18. a kind of reagent of extraction nucleic acid, including solution, it than content is 0.01%T tables that the solution, which includes 1MNaCl, quality, Face activity is and the solution of 0.001MKCl and 0.005 milligram of magnetic bead.

19. reagent according to claim 16, wherein the magnetic bead is the magnetic bead of hydroxyl modified, alternatively, point of magnetic bead It dissipates coefficient and is less than 5.
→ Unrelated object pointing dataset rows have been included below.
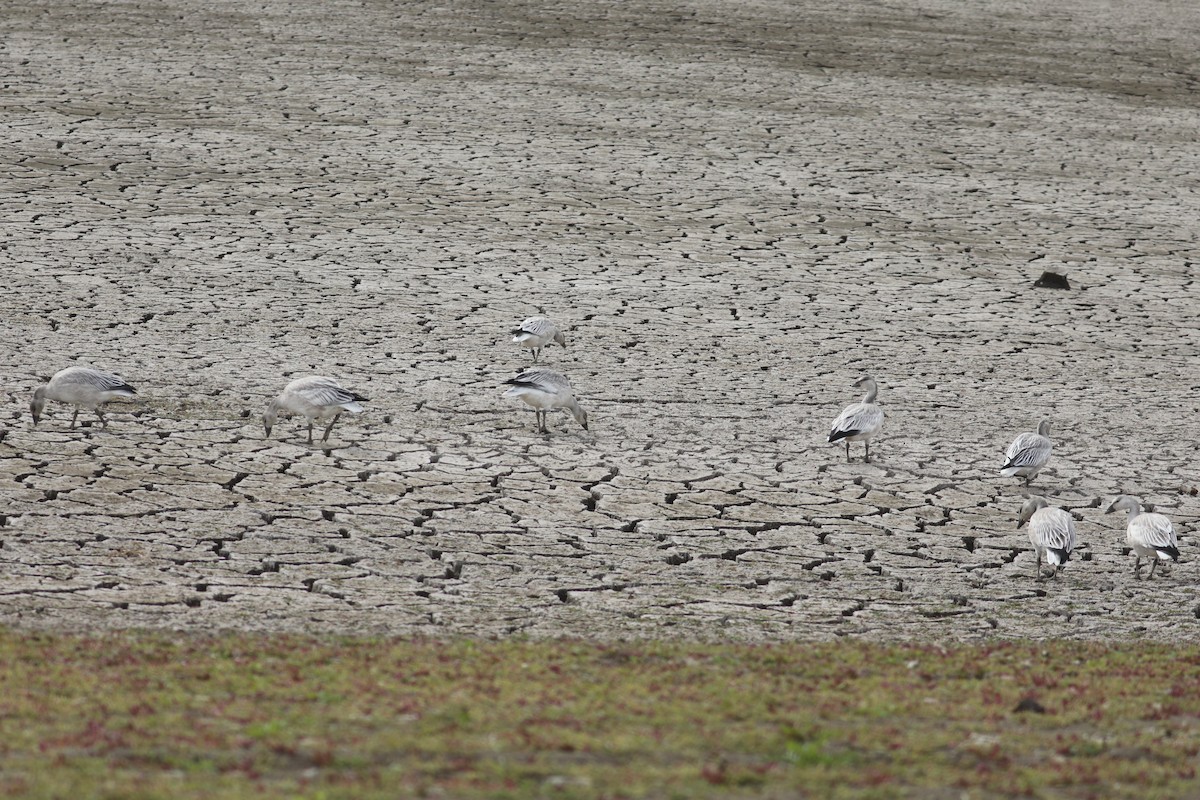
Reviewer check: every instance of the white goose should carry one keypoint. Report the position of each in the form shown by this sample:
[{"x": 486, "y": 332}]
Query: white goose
[
  {"x": 1150, "y": 535},
  {"x": 535, "y": 334},
  {"x": 316, "y": 397},
  {"x": 1051, "y": 533},
  {"x": 546, "y": 390},
  {"x": 82, "y": 386},
  {"x": 859, "y": 421},
  {"x": 1029, "y": 453}
]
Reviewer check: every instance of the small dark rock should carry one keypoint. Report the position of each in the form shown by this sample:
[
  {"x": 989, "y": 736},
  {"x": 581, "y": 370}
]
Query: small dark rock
[
  {"x": 1029, "y": 704},
  {"x": 1051, "y": 281}
]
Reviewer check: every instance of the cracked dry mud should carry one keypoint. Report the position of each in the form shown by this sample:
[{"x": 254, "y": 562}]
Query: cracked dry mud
[{"x": 735, "y": 209}]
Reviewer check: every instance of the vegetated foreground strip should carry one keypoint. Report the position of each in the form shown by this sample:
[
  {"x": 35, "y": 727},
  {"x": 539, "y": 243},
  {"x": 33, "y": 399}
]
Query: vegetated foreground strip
[{"x": 148, "y": 715}]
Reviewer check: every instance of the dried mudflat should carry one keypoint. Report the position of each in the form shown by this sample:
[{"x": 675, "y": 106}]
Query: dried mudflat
[{"x": 735, "y": 209}]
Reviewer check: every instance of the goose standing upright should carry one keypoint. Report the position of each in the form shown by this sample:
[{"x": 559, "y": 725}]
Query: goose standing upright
[
  {"x": 861, "y": 421},
  {"x": 1150, "y": 535}
]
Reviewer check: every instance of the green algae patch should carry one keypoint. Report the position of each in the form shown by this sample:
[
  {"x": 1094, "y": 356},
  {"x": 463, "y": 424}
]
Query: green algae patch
[{"x": 154, "y": 715}]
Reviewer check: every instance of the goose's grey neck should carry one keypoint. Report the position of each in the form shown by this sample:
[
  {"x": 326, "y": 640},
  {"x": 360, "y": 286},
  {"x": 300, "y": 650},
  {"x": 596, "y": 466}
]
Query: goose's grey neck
[{"x": 873, "y": 391}]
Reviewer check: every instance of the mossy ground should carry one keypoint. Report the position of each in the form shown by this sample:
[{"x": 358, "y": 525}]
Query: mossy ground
[{"x": 153, "y": 715}]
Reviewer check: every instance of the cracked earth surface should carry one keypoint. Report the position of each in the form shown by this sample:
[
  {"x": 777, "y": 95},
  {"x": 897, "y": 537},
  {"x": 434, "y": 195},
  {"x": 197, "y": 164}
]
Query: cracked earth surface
[{"x": 733, "y": 209}]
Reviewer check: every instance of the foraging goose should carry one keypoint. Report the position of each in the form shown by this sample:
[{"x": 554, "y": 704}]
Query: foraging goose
[
  {"x": 1029, "y": 453},
  {"x": 546, "y": 390},
  {"x": 82, "y": 386},
  {"x": 1051, "y": 533},
  {"x": 535, "y": 334},
  {"x": 859, "y": 421},
  {"x": 1150, "y": 535},
  {"x": 315, "y": 397}
]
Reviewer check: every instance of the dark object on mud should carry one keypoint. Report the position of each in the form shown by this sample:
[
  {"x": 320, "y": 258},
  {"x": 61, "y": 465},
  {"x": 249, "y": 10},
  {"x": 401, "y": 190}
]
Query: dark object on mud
[
  {"x": 1029, "y": 704},
  {"x": 1051, "y": 281}
]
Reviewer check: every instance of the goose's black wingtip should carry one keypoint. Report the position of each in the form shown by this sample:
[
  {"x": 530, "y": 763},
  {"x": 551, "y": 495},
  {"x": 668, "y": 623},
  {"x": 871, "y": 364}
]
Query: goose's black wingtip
[{"x": 1063, "y": 555}]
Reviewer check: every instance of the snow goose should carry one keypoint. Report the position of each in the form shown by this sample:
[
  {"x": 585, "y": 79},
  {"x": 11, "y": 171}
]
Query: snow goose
[
  {"x": 535, "y": 334},
  {"x": 1051, "y": 533},
  {"x": 546, "y": 390},
  {"x": 859, "y": 421},
  {"x": 1027, "y": 453},
  {"x": 1150, "y": 535},
  {"x": 315, "y": 397},
  {"x": 82, "y": 386}
]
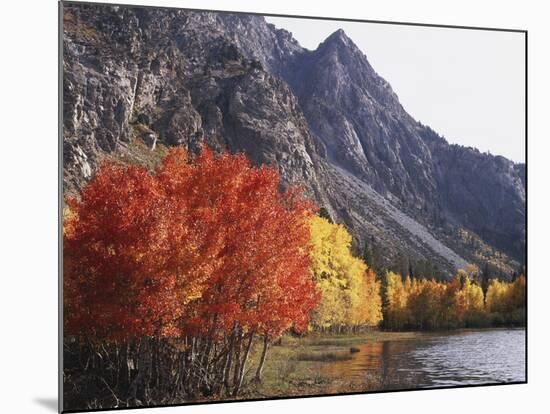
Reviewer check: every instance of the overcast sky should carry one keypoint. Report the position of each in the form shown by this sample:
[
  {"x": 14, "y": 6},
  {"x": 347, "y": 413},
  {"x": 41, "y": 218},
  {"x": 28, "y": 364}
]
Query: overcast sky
[{"x": 468, "y": 85}]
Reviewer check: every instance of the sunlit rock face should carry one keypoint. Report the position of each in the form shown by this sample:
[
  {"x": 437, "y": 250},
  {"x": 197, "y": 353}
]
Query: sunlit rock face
[{"x": 324, "y": 118}]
20. a kind of reagent of extraction nucleic acid, including cracking composition and magnetic bead, the cracking composition include 1MNaCl, 0.01% Triton-X, 0.001MKCl and 0.005 milligram of magnetic bead；The average grain diameter of the magnetic bead is≤1000nm.

21. a kind of reagent of extraction nucleic acid, including cracked solution and 0.005 milligram of magnetic bead, the cracked solution include 1MNaCl, quality are 0.01%T surface-actives than content, when solution is 100 milliliters, magnetic bead Content is 0.005 milligram, alternatively, a concentration of 0.00005 milligram every milliliter of the magnetic bead.

22. a kind of nanometer magnetic bead containing hydroxyl modified is as the purposes on nucleic acid extracting reagent, wherein the nanometer magnetic bead Average grain diameter be≤1000nm.

23. purposes according to claim 21, the nucleic acid is RNA.

24. purposes according to claim 21, wherein after nucleic acid and magnetic bead contact, before magnetic bead is contacted with expansion sign reagent, The processing steps such as any washing, cleaning are not carried out to magnetic bead.